The dynamics of mitosis are similar to a state machine. In a healthy cell, checkpoints between phases, permit a new phase to begin only when the previous phase is complete and successful. At these checkpoints, gatekeeper molecules block or allow events, depending on their level of phosphorylation. Kinases are responsible for adding phosphate groups and phosphatases for removing them. Cyclins are molecules that manage the timing of cell cycle events. Cyclin dependent kinases pair up with cyclins to become operational. Cyclins are named because they are created or destroyed at predetermined points within the cell cycle. Kinase inhibitors add another level of modulation. Kinase inhibitors are grouped into classes and are assigned not very descriptive acronyms. These include INKS for inhibitors of kinase, KIPS for kinase inhibitors and CKIPS for cyclin dependent kinases inhibitors.

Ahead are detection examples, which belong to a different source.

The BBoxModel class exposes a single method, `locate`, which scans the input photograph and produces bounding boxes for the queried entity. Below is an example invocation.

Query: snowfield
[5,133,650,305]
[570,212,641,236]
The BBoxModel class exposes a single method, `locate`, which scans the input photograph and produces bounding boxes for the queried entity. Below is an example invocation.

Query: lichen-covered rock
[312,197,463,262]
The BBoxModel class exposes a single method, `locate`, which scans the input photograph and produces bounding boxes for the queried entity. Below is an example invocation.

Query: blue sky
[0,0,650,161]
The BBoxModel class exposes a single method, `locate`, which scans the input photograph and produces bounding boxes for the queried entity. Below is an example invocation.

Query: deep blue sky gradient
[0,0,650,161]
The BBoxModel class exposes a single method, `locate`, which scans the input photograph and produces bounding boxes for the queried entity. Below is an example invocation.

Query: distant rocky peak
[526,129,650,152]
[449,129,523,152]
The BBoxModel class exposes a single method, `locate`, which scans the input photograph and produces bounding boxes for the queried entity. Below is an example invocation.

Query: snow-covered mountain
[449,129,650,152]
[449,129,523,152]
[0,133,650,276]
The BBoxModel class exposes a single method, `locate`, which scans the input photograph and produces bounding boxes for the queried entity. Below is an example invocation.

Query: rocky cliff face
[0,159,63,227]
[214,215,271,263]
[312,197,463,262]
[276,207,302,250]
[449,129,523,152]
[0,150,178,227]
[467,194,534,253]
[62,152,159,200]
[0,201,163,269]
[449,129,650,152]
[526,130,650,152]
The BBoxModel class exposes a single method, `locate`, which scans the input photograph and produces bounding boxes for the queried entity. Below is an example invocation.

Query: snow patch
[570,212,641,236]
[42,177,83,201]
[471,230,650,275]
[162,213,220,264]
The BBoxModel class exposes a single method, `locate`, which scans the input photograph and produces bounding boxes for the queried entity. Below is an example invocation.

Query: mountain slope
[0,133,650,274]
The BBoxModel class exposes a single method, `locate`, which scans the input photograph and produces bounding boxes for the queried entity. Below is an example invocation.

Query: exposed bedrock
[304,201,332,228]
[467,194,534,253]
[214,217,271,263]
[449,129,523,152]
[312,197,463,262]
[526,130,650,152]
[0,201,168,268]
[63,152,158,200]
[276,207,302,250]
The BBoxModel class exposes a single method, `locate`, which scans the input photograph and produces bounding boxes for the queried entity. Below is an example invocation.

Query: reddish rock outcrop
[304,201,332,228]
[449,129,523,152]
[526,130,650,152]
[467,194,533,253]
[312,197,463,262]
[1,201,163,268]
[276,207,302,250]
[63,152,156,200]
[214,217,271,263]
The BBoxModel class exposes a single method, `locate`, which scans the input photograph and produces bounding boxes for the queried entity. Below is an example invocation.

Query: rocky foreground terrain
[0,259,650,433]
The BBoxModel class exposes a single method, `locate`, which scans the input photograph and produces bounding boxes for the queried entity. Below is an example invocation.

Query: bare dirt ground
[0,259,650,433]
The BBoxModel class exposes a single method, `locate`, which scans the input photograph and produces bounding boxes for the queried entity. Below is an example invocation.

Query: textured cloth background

Scientists have used a variety of tools to unravel the role of hyperphosphorylation. These include the study of knockout genes, the use of antibodies to block receptors on particular molecules, the use of temperature sensitive mutants, and microarrays to monitor the expression of particular genes. Yeast are a popular species for study because of the rapid cell cycle.
Rb is one of the most studied checkpoint molecules. It is so names because defects in Rb are linked to retinoblastoma. In its unphosphorylated state it blocks the transition from G0 or resting state to S or synthesis. It does this in at least 3 ways. It inhibits RNA synthesis, it prevents chromosomes from unwinding and it binds E2F, a factor needed for DNA synthesis. When it is hyperphosphorylated, Rb becomes inactive releases its E2F and allows phase S to proceed.
Wee is a protein that operates at the G2 to metaphase checkpoint. Wee becomes active if errors occur in the DNA synthesis phase. It blocks entry into metaphase until the problem is resolved. Like Rb, wee becomes inactive when hyperphosphorylated.
In contrast Mad1 is active when hyperphosphorylated. In its active state it is part of the checkpoint that blocks transition to anaphase. Cdc2, part of the metaphase entry checkpoint, is active depending on the pattern of phosphorylation.